Posted by Beyond Bespoke, 7th December, 2016
In the first of a two-part series, the UK’s top introducer, Rachel Fay shares her beginner’s guide on creating a social buzz at a party
If you’re planning on giving a party, you’ll have lots to do with sending out invitations, ordering the drinks and organising the food. But there’s one ingredient that can easily get overlooked on the night – mixing up the guests. From the moment your first guest arrives, this is your primary role as the host or hostess. Whilst others can take coats and serve drinks, you are like the master chef.
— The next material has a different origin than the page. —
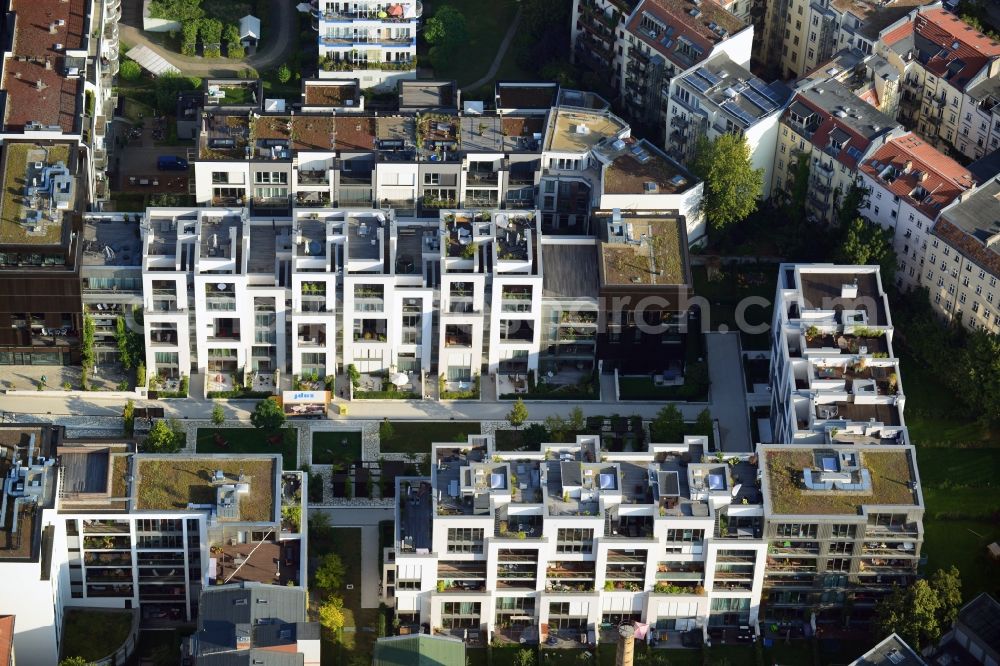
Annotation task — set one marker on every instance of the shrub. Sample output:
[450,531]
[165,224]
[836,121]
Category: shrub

You have collected the ingredients together and now it’s time to mix them up to create that all important Social Buzz.
Preparation: A few days before
Ask your partner, a friend or family member to be available to greet your guests at the front door. This will leave you free to do the all-important mixing of the guests.
On the Night
Position yourself just inside the room in which the guests will gather but after they will have picked up a drink.
Now the fun begins. New arrivals will naturally gravitate towards you, the host, both out of good manners in letting you know they’ve arrived and for reassurance. If they don’t, go towards them and welcome them. It’s important to do this now so you’re not held up later by having to greet them and exchange pleasantries at the same time as you’re introducing them. This is not the time for long conversations so just say hello and express pleasure in seeing them.
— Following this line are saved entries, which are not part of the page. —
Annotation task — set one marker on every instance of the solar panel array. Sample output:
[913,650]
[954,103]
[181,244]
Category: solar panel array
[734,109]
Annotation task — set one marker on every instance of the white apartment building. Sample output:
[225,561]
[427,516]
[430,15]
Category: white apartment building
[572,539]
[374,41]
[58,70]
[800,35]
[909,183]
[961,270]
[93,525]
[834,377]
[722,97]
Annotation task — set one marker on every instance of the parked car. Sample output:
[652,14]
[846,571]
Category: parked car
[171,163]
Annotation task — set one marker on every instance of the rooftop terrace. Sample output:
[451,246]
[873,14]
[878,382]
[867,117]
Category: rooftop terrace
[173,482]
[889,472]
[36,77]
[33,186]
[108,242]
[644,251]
Once you’ve said hello, crack straight on with finding someone for them to talk to. At the start of the party, people are unlikely to be involved in in-depth conversations, so you don’t need to worry about interrupting. Creating a Social Buzz means someone needs to make it happen and that person is you.
If you lack experience, don’t worry about surnames unless you can be consistent with all your guests. Christian names only are fine these days. Bear in mind that people can’t take in too much verbal information when coming face-to-face with a stranger, so use short easy phrases such as “Bruno, this is Jocelyn.”
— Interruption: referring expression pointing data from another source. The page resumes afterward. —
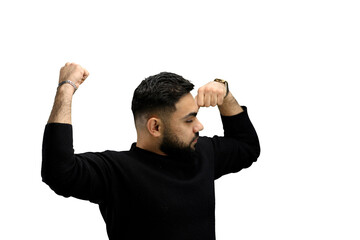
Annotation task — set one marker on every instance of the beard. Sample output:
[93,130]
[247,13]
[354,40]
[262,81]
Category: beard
[174,147]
It’s courteous to tell each person something about the other in order for them to create a conversation, such as “Jocelyn and I were at school together” and “I met Bruno when we were studying at the same college.” Notice that I haven’t mentioned the name of the school or the college – this creates intrigue and the chances are that your guests will inquire which school or university it was – the start of a conversation.
Once you’ve made the introduction, move away immediately. This is important so as not to get stuck into a conversation which will take you away from your task of making sure all your guests are introduced.
Return to your original position somewhere near the entrance to the room and repeat the procedure for all the guests as they arrive.
Congratulations! You’ll have taken your first steps in creating The Social Buzz.